If I try to discuss paradigm shift 5, I doubt that anyone will understand what I am writing because I have glossed over a connected series of four previous unpublished discoveries that each involved a separate major paradigm shift. 

Paradigm shift 1 is hard enough to understand.  In paradigm shift 1, I will be discussing how we think about traits like the propensity for crime or the propensity for health.  There is an almost universal misunderstanding of the nature of traits.  People tend to think of traits as stable, but traits are highly dynamic. Understanding the nature of traits is essential for anyone who is interested in changing themselves, or facilitating change in others.

A Paradigm Conundrum

After I did my master’s thesis, I was facing a paradigm conundrum.  The paradigm conundrum was created because my analyses created questions about some existing criminal justice paradigms.  These paradigms have been driving criminal justice research on the concept of offending risk since the early 1970s.  Probably no one outside of criminal justice has heard about these issues, so I probably should provide a basic explanation of the issues. This will help you understand the context of what follows.

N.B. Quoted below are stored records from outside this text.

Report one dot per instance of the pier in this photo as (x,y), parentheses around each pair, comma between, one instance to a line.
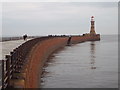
(23,67)
(24,64)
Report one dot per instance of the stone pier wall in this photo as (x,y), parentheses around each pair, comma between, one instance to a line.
(42,51)
(34,55)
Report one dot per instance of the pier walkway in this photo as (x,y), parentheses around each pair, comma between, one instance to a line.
(23,67)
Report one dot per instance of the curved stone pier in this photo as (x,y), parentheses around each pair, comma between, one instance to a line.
(26,62)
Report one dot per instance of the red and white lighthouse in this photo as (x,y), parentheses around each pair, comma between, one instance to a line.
(92,30)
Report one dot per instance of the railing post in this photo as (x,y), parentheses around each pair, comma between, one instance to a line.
(8,68)
(3,73)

In the 1970s, we had a crime bump in the US and several Western nations that was largely due to the baby boom generation having lots of children in the 1950s. These children all reached their peak offending ages according to the age crime curve in the 1960s and 1970s.  Note that some will argue that this crime bump is not due to demographic shifts in population age intersecting with the age crime curve, but I have some analyses that support my claims.  More paradigms shifts are needed before I can cover that research and I will cover those paradigm shifts as well.

In 1974, Robert Martinson wrote a critique of criminal justice research called “What works?—questions and answers about prison reform.”  This critique was essentially a critique of the lack of rigor in the research methods being used in criminal justice.  Because of the lack of rigor, he argued that we really were not sure if treatment was effective.  However, rather than focusing on his critique regarding research quality, his message was construed as “nothing works” in criminal offender rehabilitation.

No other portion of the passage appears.